At the Wigtown Book Festival
On Saturday, I appeared at the Wigtown Book Festival in Dumfries and Galloway in the west of Scotland (see photo of me being interviewed by Stuart Kelly).
Wigtown is Scotland’s ‘national book town’, boasting an astonishing number of bookshops for a small town which is difficult to get to. Yet as several people pointed out, transport links to that part of the country were actually better in Victorian times. That’s one reason why ‘the Glasgow boys’ used to come down in the 1880s to paint in the lovely Galloway light, because the area was easy to reach on the train from Glasgow.
On my first day in Wigtown I popped into a cafe. A man at the next table recognised me and came over to tell me that he had read all my books. All my books! I’m not sure that such a thing has ever happened to me before, not outside a small circle of friends. Yes, it was a book festival, but it still seemed amazing.
Not only had this nice man read all my books, but he also remembered coming to a concert of mine about 20 years ago. I had played a Schubert piano sonata, and introduced it beforehand.

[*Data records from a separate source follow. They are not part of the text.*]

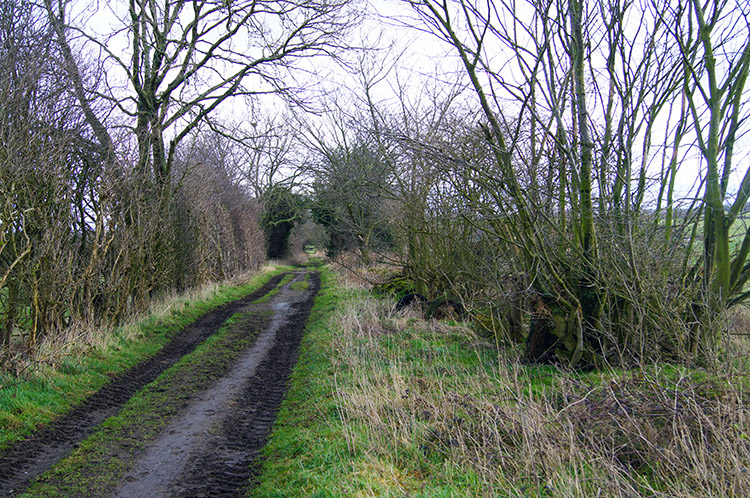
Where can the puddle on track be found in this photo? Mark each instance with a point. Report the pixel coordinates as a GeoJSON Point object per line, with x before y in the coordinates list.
{"type": "Point", "coordinates": [189, 439]}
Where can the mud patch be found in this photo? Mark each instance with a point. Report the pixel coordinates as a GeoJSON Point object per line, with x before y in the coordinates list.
{"type": "Point", "coordinates": [25, 460]}
{"type": "Point", "coordinates": [226, 464]}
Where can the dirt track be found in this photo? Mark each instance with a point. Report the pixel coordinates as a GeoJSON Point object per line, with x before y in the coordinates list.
{"type": "Point", "coordinates": [209, 448]}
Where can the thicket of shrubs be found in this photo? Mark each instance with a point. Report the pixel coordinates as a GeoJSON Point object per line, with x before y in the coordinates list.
{"type": "Point", "coordinates": [85, 239]}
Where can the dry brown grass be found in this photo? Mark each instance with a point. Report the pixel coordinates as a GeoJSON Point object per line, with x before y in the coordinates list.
{"type": "Point", "coordinates": [425, 403]}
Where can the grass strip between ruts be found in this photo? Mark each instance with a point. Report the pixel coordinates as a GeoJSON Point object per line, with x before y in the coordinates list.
{"type": "Point", "coordinates": [30, 404]}
{"type": "Point", "coordinates": [98, 464]}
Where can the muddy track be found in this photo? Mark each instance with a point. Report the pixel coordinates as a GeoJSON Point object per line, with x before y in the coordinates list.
{"type": "Point", "coordinates": [29, 458]}
{"type": "Point", "coordinates": [212, 449]}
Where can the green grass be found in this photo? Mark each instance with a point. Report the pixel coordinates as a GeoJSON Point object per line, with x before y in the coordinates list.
{"type": "Point", "coordinates": [52, 388]}
{"type": "Point", "coordinates": [99, 463]}
{"type": "Point", "coordinates": [394, 406]}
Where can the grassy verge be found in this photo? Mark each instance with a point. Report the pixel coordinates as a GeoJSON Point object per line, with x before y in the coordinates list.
{"type": "Point", "coordinates": [98, 464]}
{"type": "Point", "coordinates": [70, 372]}
{"type": "Point", "coordinates": [391, 405]}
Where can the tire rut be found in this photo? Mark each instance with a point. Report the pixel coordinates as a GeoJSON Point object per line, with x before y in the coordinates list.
{"type": "Point", "coordinates": [27, 459]}
{"type": "Point", "coordinates": [218, 455]}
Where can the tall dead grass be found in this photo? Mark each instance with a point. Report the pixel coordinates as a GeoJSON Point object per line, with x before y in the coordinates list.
{"type": "Point", "coordinates": [418, 404]}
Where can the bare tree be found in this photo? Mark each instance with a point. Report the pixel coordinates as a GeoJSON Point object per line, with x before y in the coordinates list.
{"type": "Point", "coordinates": [186, 58]}
{"type": "Point", "coordinates": [569, 83]}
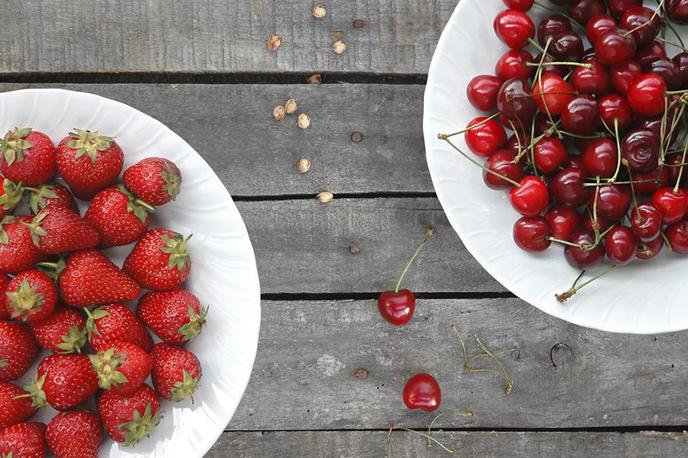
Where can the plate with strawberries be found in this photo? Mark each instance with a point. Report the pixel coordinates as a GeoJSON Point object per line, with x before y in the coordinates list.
{"type": "Point", "coordinates": [129, 295]}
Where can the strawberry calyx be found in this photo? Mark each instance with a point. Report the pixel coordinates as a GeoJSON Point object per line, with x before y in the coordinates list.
{"type": "Point", "coordinates": [106, 364]}
{"type": "Point", "coordinates": [140, 426]}
{"type": "Point", "coordinates": [13, 144]}
{"type": "Point", "coordinates": [87, 142]}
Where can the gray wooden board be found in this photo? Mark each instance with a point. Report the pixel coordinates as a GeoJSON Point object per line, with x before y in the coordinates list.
{"type": "Point", "coordinates": [309, 351]}
{"type": "Point", "coordinates": [362, 444]}
{"type": "Point", "coordinates": [226, 36]}
{"type": "Point", "coordinates": [254, 155]}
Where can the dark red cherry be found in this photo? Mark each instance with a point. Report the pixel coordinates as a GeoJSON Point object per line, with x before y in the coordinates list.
{"type": "Point", "coordinates": [562, 221]}
{"type": "Point", "coordinates": [646, 221]}
{"type": "Point", "coordinates": [615, 46]}
{"type": "Point", "coordinates": [583, 258]}
{"type": "Point", "coordinates": [581, 115]}
{"type": "Point", "coordinates": [531, 233]}
{"type": "Point", "coordinates": [514, 28]}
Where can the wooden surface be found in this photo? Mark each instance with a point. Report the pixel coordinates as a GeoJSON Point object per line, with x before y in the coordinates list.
{"type": "Point", "coordinates": [329, 372]}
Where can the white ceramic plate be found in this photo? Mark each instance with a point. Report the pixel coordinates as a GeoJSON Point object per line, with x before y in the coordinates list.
{"type": "Point", "coordinates": [223, 275]}
{"type": "Point", "coordinates": [644, 298]}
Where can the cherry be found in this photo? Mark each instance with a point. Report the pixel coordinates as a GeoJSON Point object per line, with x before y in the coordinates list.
{"type": "Point", "coordinates": [646, 94]}
{"type": "Point", "coordinates": [530, 197]}
{"type": "Point", "coordinates": [615, 46]}
{"type": "Point", "coordinates": [640, 150]}
{"type": "Point", "coordinates": [562, 221]}
{"type": "Point", "coordinates": [620, 245]}
{"type": "Point", "coordinates": [600, 157]}
{"type": "Point", "coordinates": [531, 233]}
{"type": "Point", "coordinates": [672, 203]}
{"type": "Point", "coordinates": [646, 221]}
{"type": "Point", "coordinates": [422, 392]}
{"type": "Point", "coordinates": [514, 64]}
{"type": "Point", "coordinates": [581, 115]}
{"type": "Point", "coordinates": [502, 162]}
{"type": "Point", "coordinates": [549, 154]}
{"type": "Point", "coordinates": [482, 92]}
{"type": "Point", "coordinates": [585, 256]}
{"type": "Point", "coordinates": [514, 28]}
{"type": "Point", "coordinates": [486, 138]}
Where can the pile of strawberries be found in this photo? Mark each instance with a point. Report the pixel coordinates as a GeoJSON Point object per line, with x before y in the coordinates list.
{"type": "Point", "coordinates": [61, 293]}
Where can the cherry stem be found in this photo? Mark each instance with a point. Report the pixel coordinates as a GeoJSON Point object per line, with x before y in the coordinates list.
{"type": "Point", "coordinates": [428, 236]}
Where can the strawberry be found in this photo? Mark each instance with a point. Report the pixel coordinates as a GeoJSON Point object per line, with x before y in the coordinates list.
{"type": "Point", "coordinates": [119, 216]}
{"type": "Point", "coordinates": [51, 195]}
{"type": "Point", "coordinates": [23, 440]}
{"type": "Point", "coordinates": [88, 162]}
{"type": "Point", "coordinates": [129, 418]}
{"type": "Point", "coordinates": [154, 180]}
{"type": "Point", "coordinates": [176, 372]}
{"type": "Point", "coordinates": [27, 157]}
{"type": "Point", "coordinates": [31, 296]}
{"type": "Point", "coordinates": [74, 434]}
{"type": "Point", "coordinates": [88, 278]}
{"type": "Point", "coordinates": [15, 406]}
{"type": "Point", "coordinates": [176, 316]}
{"type": "Point", "coordinates": [63, 381]}
{"type": "Point", "coordinates": [61, 230]}
{"type": "Point", "coordinates": [18, 350]}
{"type": "Point", "coordinates": [123, 367]}
{"type": "Point", "coordinates": [159, 260]}
{"type": "Point", "coordinates": [62, 332]}
{"type": "Point", "coordinates": [17, 251]}
{"type": "Point", "coordinates": [116, 322]}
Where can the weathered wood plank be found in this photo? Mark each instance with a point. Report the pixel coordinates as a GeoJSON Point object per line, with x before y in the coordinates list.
{"type": "Point", "coordinates": [233, 128]}
{"type": "Point", "coordinates": [466, 444]}
{"type": "Point", "coordinates": [309, 351]}
{"type": "Point", "coordinates": [398, 36]}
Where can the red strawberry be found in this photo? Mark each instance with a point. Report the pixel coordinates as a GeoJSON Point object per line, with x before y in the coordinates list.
{"type": "Point", "coordinates": [176, 372]}
{"type": "Point", "coordinates": [129, 418]}
{"type": "Point", "coordinates": [159, 260]}
{"type": "Point", "coordinates": [27, 157]}
{"type": "Point", "coordinates": [61, 230]}
{"type": "Point", "coordinates": [124, 367]}
{"type": "Point", "coordinates": [23, 440]}
{"type": "Point", "coordinates": [88, 162]}
{"type": "Point", "coordinates": [62, 332]}
{"type": "Point", "coordinates": [154, 180]}
{"type": "Point", "coordinates": [176, 316]}
{"type": "Point", "coordinates": [31, 296]}
{"type": "Point", "coordinates": [51, 195]}
{"type": "Point", "coordinates": [63, 381]}
{"type": "Point", "coordinates": [116, 322]}
{"type": "Point", "coordinates": [119, 216]}
{"type": "Point", "coordinates": [89, 278]}
{"type": "Point", "coordinates": [17, 251]}
{"type": "Point", "coordinates": [75, 434]}
{"type": "Point", "coordinates": [18, 350]}
{"type": "Point", "coordinates": [15, 406]}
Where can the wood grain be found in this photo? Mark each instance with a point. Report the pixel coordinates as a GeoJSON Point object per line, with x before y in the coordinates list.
{"type": "Point", "coordinates": [371, 444]}
{"type": "Point", "coordinates": [566, 376]}
{"type": "Point", "coordinates": [228, 36]}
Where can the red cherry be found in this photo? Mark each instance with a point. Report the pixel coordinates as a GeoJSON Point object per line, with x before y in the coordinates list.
{"type": "Point", "coordinates": [422, 392]}
{"type": "Point", "coordinates": [514, 28]}
{"type": "Point", "coordinates": [530, 197]}
{"type": "Point", "coordinates": [482, 92]}
{"type": "Point", "coordinates": [646, 94]}
{"type": "Point", "coordinates": [620, 245]}
{"type": "Point", "coordinates": [485, 139]}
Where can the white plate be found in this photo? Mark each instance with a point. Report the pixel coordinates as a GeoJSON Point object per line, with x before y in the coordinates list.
{"type": "Point", "coordinates": [644, 298]}
{"type": "Point", "coordinates": [223, 275]}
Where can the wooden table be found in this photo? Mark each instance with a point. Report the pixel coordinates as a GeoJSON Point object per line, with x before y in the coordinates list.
{"type": "Point", "coordinates": [329, 372]}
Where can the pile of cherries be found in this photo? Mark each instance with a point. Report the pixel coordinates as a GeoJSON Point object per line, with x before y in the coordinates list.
{"type": "Point", "coordinates": [596, 149]}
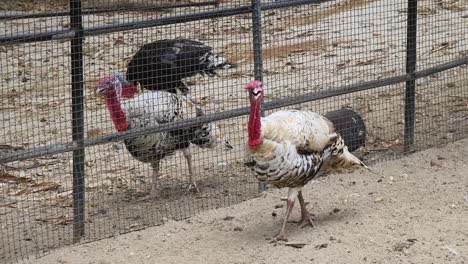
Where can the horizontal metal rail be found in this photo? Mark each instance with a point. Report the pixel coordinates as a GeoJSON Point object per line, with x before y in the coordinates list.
{"type": "Point", "coordinates": [92, 11]}
{"type": "Point", "coordinates": [362, 86]}
{"type": "Point", "coordinates": [91, 31]}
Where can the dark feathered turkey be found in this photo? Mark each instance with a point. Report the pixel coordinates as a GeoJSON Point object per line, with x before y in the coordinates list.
{"type": "Point", "coordinates": [162, 65]}
{"type": "Point", "coordinates": [350, 126]}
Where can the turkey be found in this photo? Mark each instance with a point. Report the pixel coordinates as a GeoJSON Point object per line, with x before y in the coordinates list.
{"type": "Point", "coordinates": [288, 148]}
{"type": "Point", "coordinates": [163, 64]}
{"type": "Point", "coordinates": [350, 126]}
{"type": "Point", "coordinates": [152, 109]}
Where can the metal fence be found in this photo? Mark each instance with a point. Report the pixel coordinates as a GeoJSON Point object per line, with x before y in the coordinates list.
{"type": "Point", "coordinates": [66, 175]}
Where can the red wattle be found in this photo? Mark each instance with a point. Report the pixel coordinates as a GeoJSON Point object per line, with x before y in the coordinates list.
{"type": "Point", "coordinates": [115, 109]}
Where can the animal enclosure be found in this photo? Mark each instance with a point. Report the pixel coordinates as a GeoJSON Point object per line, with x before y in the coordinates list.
{"type": "Point", "coordinates": [65, 173]}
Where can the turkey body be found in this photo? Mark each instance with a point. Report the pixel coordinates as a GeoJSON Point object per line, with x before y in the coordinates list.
{"type": "Point", "coordinates": [162, 65]}
{"type": "Point", "coordinates": [350, 126]}
{"type": "Point", "coordinates": [288, 149]}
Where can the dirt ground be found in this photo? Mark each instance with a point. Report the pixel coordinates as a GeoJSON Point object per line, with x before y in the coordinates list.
{"type": "Point", "coordinates": [411, 210]}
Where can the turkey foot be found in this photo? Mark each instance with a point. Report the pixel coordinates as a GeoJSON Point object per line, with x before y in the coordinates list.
{"type": "Point", "coordinates": [280, 237]}
{"type": "Point", "coordinates": [306, 218]}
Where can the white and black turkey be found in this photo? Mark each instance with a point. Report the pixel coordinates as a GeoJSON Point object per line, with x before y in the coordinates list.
{"type": "Point", "coordinates": [288, 148]}
{"type": "Point", "coordinates": [152, 109]}
{"type": "Point", "coordinates": [163, 64]}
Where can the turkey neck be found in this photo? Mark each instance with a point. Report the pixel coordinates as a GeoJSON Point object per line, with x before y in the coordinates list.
{"type": "Point", "coordinates": [255, 124]}
{"type": "Point", "coordinates": [115, 109]}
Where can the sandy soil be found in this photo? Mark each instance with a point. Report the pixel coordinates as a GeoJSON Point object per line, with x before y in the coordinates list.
{"type": "Point", "coordinates": [309, 48]}
{"type": "Point", "coordinates": [398, 213]}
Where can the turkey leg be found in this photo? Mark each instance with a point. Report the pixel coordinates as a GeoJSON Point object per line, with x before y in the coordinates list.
{"type": "Point", "coordinates": [188, 156]}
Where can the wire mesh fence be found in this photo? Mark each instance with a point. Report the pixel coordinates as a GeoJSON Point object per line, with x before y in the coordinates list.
{"type": "Point", "coordinates": [72, 169]}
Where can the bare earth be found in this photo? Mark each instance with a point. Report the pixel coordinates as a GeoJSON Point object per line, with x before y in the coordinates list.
{"type": "Point", "coordinates": [411, 210]}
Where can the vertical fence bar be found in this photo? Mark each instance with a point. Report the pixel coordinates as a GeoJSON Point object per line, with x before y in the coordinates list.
{"type": "Point", "coordinates": [410, 96]}
{"type": "Point", "coordinates": [257, 48]}
{"type": "Point", "coordinates": [77, 119]}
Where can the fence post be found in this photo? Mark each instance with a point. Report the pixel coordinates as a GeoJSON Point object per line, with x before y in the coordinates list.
{"type": "Point", "coordinates": [410, 95]}
{"type": "Point", "coordinates": [257, 49]}
{"type": "Point", "coordinates": [77, 119]}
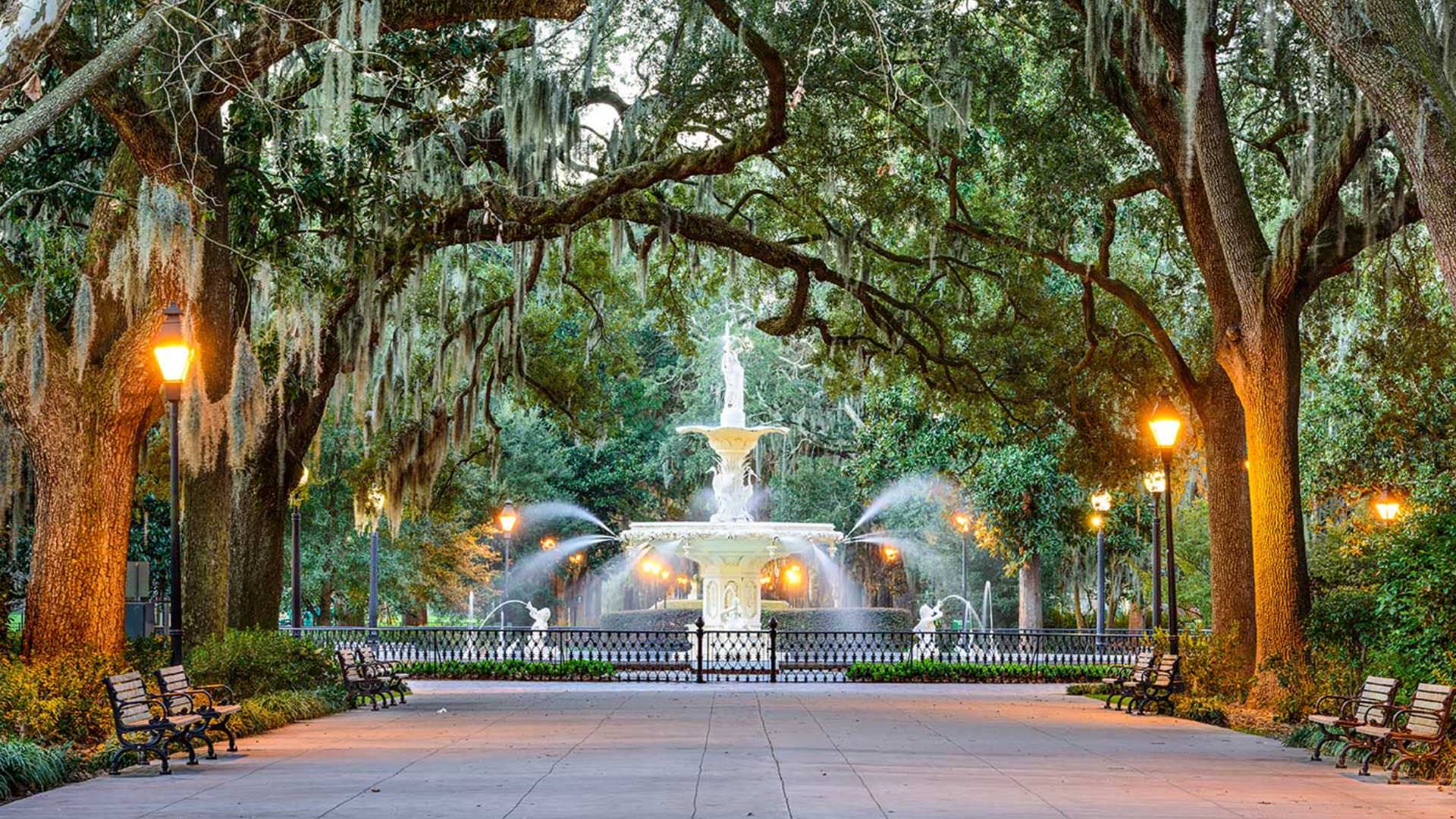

In my introduction, I had explained (he said) that after telling them a bit about the piece, I was going to go offstage for a few moments before returning to play the sonata. I said it could be stressful to speak to the audience and then immediately sit down and play. Something weird happens in your brain when you have to turn from public speaking to playing music without a moment to collect your thoughts while nobody is looking at you. You can feel quite jangled.
Evidently I had added, ‘Imagine an actor who’s about to play the role of Hamlet. He steps forward to tell the audience a bit about the play before it begins. He would naturally then go offstage and ‘get into character’ before re-appearing as Hamlet. It would be jarring for everyone if he finished his introduction and then strolled onto the stage set without a break in which we could forget that he was an actor and get ready to believe in him as Hamlet. In a similar way, I need a quiet moment to become the performer’.
Rather a good thing to say, actually, I felt on hearing it relayed back to me after an interval of many years. Yet I had only a faint recollection of saying it, while someone in the audience could recall it in detail. Memory is so complicated!